Un hombre visualiza la ciudad de noche a través del rectángulo de la ventana mientras una potente lluvia azota la imagen y las circunstancias lo acorralan en una guarida semejante al nido de un pájaro o de una bestia que escribe. Los relámpagos iluminan la escena, estallidos sepia escanean cabalmente las cuadriculas de concreto y vidrio para terminar por reflejarse en algún rostro espectante al comportamiento del cielo. Existe una temperatura en el aire, una frecuencia que eriza la piel del sujeto, estelas de esencias que lo estimulan caninamente, que lo remontan a tormentas ecuatoriales pasadas, al café de su casa preparado por madre, a esos días en que no le importó mojarse y decidió quedarse afuera para tratar de entender el mundo.

Desde la ventana, percibe ambos sentidos de la avenida delimitados por un camellón de ahuehuetes y por el otro vector se observa a pie de nota la simetría de la misma cuadra: una línea de edificios idénticos al suyo y que inclusive contienen personas como él, usuarios del mismo destino habitando interiores análogos. Las siluetas de las sombras de sus vecinos lo observan de regreso, exactamente así, como un reflejo; sin certeza, identifica unas cabezas a la lejanía que le clavan los ojos en el tórax y esa intencionalidad impacta, rebota, eclipsa, se podría decir que somete al sujeto. 

A pesar de estos desvaríos involuntarios, su mente continúa digiriendo, procesando la escena tan habitual y excepcional como lo es la precipitación en Ciudad de México; se nota un vaho proveniente de las jardineras y cuyas partículas levitan de regreso a la atmósfera. Se atestigua una danza en la caída de la gota sobre las farolas eternamente prendidas en una noche finita; el golpeteo hipnótico de la tormenta y el aroma de valle húmedo penetran en su memoria con tal potencia que alcanza a dar con un niño jugando en recreo que respira el mismo aire: una historia detrás del olfato.
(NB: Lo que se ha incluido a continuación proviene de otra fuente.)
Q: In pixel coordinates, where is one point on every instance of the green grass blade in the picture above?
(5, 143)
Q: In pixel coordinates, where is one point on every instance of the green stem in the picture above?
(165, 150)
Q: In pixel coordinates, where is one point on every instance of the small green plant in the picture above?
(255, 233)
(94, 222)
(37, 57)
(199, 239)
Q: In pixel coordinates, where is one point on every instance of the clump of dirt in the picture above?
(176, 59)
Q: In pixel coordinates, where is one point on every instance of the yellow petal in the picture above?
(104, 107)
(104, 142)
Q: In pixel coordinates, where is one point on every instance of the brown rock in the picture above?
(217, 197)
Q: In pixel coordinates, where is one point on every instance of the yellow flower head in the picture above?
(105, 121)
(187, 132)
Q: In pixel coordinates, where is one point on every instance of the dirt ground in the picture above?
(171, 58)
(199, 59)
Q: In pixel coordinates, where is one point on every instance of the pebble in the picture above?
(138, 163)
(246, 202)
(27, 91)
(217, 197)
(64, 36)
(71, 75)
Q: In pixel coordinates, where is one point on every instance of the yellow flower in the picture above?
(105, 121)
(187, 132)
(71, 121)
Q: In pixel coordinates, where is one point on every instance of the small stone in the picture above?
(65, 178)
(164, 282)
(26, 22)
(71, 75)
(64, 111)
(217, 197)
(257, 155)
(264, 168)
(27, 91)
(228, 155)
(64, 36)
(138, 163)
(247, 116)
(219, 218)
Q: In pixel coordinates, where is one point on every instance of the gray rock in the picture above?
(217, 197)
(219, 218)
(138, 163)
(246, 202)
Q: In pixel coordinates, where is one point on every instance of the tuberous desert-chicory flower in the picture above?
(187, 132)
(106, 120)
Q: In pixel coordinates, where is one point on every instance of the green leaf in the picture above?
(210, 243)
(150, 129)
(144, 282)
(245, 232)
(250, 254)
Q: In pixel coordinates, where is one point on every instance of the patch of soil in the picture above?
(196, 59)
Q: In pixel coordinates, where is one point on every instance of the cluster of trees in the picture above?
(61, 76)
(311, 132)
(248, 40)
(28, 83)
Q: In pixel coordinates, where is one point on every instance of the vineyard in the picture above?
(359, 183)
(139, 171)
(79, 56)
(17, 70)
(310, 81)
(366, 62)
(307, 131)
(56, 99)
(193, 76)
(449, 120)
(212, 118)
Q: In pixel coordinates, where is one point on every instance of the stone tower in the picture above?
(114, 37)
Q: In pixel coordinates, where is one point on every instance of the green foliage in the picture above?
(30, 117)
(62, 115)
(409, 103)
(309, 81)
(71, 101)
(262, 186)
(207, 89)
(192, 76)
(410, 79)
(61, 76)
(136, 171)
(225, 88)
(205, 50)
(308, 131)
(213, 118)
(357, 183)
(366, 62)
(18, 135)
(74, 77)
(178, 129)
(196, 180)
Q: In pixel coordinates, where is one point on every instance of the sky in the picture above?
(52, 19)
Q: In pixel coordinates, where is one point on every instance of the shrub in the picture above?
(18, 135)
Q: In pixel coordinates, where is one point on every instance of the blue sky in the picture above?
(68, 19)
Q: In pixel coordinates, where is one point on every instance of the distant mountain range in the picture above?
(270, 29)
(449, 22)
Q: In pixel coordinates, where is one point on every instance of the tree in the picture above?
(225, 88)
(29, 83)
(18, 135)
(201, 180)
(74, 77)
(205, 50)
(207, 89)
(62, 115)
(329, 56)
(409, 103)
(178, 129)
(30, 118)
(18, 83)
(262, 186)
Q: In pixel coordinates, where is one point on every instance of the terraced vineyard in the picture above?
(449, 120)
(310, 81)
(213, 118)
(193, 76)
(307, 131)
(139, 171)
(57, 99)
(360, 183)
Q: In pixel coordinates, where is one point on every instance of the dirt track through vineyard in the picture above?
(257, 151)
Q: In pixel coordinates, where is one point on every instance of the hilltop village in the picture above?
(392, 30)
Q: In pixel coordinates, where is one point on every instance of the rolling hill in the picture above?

Los rayos eléctricos destellan como negativos fotográficos revelándose al instante, como impactos de masa coronal al pudor de una luna en silencio, resonantes, ecos de recuerdos evanescentes. 

 El observante reposa en un horizonte que solo le pertenece a él, absorto, ignorando a los demás usuarios mirándolo mirar en su pedazo de calle. Se sustrae del paisaje, alcanza a pellizcar la estela de esa memoria fractal en el tiempo y contempla en su imaginación al niño explorando las barrancas del poniente en compañía de amigos que ya no están, al adolescente fumando con sus camaradas en el mismo bosque, a siestas de profundidades inauditas de las cuales no despertó siendo el mismo, de la casa de su familia en las colinas, al futbol en la lluvia, al beso, la llegada y el retorno, a un constante acertijo, a un amor incomprendido que quedó en el pasado y que definitivamente marcó.

 Cada respiración, así como cada imagen, es oxígeno para el sujeto en esta meditación cuyo ritmo transmuta frente a la ventana en una noche de llovizna constante, entre aires que lo remontan como una música a través del tiempo: para muchos un tablero para pensar, una escena repetida mil veces, los efectos del agua en la mente, el rayo como símbolo de lo efímero, crónica de una perspectiva cósmica aquí en la tierra, una nostalgia, una reacción química, un déjà vu.